Now I find myself doing the same events each year at my job, thinking three years ago that it didn’t matter because I wouldn’t be around for the same event next year. Now it matters a great deal. Now I find myself with a card from my dentist for an appointment six months from now that I will actually go to… like I have for the past three years. Now I find myself with a wonderful group of friends that I will have in my life forever (well, I came here with a wonderful group of friends in tact, but they are scattered all over the world and not in my daily life).

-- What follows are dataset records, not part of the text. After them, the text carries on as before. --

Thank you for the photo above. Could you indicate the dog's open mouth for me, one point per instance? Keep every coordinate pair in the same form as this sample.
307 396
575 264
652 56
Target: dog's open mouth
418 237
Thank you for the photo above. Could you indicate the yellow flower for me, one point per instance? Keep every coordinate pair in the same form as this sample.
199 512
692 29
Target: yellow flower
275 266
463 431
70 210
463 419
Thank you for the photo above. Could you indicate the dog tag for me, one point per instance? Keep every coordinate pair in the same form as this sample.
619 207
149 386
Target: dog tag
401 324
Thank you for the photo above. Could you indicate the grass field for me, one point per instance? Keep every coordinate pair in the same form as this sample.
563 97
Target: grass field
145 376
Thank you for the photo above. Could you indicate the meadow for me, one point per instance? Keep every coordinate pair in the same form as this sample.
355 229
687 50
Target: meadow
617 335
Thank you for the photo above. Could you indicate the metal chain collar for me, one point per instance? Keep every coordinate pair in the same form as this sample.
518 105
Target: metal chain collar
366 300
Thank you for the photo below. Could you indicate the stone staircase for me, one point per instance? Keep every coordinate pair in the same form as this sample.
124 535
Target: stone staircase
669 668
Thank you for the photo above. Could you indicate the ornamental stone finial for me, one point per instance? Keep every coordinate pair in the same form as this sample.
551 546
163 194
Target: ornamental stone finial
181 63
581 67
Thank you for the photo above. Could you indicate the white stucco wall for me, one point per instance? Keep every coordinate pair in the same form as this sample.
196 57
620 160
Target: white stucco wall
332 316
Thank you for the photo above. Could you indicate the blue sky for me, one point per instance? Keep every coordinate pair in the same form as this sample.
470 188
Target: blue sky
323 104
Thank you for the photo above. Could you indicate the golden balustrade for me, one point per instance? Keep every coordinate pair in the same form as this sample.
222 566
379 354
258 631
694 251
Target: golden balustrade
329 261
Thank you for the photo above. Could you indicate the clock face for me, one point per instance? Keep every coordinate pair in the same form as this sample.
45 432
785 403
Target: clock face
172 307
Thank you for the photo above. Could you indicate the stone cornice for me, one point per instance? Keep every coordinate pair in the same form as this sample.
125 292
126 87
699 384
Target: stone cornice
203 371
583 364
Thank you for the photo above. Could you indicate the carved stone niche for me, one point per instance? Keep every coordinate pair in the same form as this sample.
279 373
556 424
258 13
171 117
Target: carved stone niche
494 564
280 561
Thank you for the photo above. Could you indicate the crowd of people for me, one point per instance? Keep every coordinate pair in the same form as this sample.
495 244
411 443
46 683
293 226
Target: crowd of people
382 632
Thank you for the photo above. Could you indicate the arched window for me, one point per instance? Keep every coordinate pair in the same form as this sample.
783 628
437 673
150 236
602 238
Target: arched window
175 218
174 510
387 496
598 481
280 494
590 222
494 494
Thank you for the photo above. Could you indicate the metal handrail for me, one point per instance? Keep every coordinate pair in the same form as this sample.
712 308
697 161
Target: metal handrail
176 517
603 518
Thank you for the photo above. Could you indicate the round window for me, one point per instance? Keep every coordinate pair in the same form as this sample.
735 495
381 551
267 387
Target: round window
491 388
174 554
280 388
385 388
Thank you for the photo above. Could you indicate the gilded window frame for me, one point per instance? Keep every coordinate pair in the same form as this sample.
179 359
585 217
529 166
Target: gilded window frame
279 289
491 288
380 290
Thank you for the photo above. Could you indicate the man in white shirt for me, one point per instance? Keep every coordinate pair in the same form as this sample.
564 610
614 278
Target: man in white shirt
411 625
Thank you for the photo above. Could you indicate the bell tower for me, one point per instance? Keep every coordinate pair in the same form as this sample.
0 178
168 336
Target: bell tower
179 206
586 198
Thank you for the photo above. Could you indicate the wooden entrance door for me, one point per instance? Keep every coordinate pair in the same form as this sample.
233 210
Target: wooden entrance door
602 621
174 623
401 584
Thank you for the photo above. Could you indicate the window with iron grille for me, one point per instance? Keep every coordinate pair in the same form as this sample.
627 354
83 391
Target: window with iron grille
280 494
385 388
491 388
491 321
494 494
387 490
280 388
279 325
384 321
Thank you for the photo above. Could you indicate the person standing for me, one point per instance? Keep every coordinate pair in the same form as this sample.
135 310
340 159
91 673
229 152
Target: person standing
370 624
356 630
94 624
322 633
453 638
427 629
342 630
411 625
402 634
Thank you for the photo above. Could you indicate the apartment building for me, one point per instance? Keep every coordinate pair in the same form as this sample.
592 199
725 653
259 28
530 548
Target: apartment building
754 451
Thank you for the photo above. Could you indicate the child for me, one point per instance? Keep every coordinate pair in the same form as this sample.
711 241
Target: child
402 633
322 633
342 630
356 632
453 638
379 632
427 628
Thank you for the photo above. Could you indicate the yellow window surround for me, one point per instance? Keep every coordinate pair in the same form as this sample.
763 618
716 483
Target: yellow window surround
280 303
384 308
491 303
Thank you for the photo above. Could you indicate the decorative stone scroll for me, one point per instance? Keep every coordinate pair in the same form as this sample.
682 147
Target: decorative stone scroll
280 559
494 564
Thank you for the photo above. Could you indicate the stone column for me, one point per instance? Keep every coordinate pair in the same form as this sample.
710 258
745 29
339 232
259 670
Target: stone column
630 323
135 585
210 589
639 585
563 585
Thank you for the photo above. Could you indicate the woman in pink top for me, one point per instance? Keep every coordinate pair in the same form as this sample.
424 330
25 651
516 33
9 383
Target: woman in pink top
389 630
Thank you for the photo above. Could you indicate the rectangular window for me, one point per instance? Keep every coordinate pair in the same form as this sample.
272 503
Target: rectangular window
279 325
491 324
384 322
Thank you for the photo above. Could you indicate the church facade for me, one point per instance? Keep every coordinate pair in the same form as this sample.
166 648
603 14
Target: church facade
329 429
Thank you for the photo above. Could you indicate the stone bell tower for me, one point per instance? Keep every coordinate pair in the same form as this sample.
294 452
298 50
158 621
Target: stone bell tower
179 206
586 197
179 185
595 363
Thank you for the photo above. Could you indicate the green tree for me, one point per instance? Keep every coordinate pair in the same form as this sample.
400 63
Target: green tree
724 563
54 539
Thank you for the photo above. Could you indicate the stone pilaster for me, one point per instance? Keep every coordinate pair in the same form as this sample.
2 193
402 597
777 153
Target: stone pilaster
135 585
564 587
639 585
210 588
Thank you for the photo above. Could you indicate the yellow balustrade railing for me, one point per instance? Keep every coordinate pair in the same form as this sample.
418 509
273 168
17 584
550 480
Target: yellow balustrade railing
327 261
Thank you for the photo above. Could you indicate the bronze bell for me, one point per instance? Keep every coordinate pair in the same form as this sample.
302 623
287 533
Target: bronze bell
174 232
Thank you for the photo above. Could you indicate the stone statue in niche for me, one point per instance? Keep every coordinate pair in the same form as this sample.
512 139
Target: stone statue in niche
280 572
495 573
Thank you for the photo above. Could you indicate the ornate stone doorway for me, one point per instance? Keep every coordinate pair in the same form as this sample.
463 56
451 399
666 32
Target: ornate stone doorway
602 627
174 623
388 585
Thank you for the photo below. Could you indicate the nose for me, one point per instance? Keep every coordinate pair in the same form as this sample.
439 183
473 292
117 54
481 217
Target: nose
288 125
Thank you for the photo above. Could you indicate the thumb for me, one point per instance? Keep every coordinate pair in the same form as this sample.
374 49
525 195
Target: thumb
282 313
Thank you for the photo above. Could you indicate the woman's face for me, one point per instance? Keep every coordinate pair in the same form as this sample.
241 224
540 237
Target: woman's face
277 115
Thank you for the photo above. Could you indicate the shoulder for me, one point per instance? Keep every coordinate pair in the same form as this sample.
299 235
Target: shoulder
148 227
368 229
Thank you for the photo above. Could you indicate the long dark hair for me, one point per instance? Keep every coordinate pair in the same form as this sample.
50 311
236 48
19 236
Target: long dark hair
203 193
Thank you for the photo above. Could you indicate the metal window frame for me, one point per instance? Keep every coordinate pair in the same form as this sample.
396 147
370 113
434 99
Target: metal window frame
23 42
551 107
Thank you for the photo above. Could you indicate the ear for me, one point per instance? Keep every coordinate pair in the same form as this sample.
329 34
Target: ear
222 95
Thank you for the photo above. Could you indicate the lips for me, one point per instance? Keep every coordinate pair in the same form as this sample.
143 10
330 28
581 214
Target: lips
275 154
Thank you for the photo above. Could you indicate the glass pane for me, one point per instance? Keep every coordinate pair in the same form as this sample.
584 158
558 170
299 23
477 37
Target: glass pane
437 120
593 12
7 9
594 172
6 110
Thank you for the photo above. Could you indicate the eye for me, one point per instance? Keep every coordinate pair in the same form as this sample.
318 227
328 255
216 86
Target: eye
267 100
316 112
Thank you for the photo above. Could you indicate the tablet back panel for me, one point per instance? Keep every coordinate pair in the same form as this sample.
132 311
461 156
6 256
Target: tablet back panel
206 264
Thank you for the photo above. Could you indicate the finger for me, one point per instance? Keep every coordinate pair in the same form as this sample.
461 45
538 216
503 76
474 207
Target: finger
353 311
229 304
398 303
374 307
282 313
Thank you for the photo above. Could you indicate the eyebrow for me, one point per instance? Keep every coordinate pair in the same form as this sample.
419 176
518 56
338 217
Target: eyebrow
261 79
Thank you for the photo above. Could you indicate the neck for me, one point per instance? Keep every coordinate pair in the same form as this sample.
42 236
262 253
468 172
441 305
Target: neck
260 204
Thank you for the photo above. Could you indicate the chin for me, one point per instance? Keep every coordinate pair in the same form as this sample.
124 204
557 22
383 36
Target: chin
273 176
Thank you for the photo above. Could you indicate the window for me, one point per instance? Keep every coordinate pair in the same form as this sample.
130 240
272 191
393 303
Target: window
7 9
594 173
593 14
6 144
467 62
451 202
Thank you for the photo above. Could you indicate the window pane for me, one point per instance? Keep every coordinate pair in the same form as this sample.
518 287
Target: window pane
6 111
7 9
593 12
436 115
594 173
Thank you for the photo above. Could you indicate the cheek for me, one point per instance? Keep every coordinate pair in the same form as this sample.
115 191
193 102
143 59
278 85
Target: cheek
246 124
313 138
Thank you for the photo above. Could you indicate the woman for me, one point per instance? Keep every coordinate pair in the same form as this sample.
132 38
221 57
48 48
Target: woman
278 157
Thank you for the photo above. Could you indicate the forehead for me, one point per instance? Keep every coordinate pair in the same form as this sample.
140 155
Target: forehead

I find myself cultivating relationships and being known in my community as someone who makes a positive difference. I went to Target the other day with Mom and we were fervorently discussing hardwood floor cleaners because we’ve never had hardwood floors before. I got a little frustrated and said “I just want a damn cleaner that is easy to use, eco-happy and doesn’t smell!” Just then a gentlemen that I know through my community connections walked by and awkwardly said “Hi” to me. His girlfriend was with him and I was mortified. Did I mention I didn’t have any makeup on!

If the only downside to establishing roots in a small community is running into people you know everywhere you go, then I can live with that.

Now, I find myself looking forward to the seasons and how amazing it is that the vineyards look different every year. I can’t wait for the smell of crush in the air and the sound of the huge rustling wings of red-tail hawks resting in the tree over my roof, protecting me at night. I act like child clapping with joy at a first experience every time I see deer in my yard or a hot air balloon in the sky.

I can’t imagine being anywhere else… oh no, hang on… I almost said it, but it’s not true! I can still vividly see myself living in Italy and truly feel all the meaning that has for me, but now that vision has been altered to include what my fringe-swelling friends affectionately call a “crash pad” in Napa Valley… forever.